For both aspects of the primary outcome, THC exposure within the past 30 days needs to be determined for each respondent by combining the following data sources. First, THC levels per average use occasion will be determined through analyses of usual consumption samples provided at both baseline and after one year (T12). Second, questionnaire data will be used to determine the number of use occasions within the past 30 days, separately for legally and illegally acquired cannabis. Third, and only for the intervention group, sales data will be used to determine THC exposure levels of legally acquired cannabis over a 12-month period.

In summary, for the control group, THC exposure levels within the past 30 days will be determined multiplying THC levels in a usual consumption unit with the number of use occasions reported in the questionnaire. For the intervention group, THC exposure levels will be determined analogously while correcting for the proportion of legally acquired and consumed THC using sales and questionnaire data.

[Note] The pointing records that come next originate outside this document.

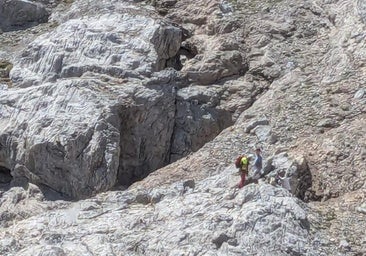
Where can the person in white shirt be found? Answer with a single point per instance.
(284, 180)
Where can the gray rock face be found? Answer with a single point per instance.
(16, 14)
(100, 135)
(206, 218)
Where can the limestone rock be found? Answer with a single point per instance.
(16, 14)
(210, 218)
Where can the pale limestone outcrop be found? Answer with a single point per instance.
(302, 64)
(208, 218)
(16, 14)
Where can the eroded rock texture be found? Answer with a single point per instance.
(117, 89)
(18, 14)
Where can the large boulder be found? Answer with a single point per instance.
(90, 111)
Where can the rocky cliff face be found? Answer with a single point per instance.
(107, 92)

At all waves — T0, T3, T6, and T12 — a set of questionnaires will be administered (see Table 2). For the primary and secondary outcomes, use characteristics will be assessed using items from the ‘Daily Sessions, Frequency, Age of Onset, and Quantity of Cannabis Use Inventory’ (DFAQ-CU), which will be translated and adapted for this study. All remaining questionnaire data will serve to explain unexpected findings, to control for potential confounders in the statistical analyses, or for the economic evaluation of this study.

Table 2. Summary of questionnaire assessment.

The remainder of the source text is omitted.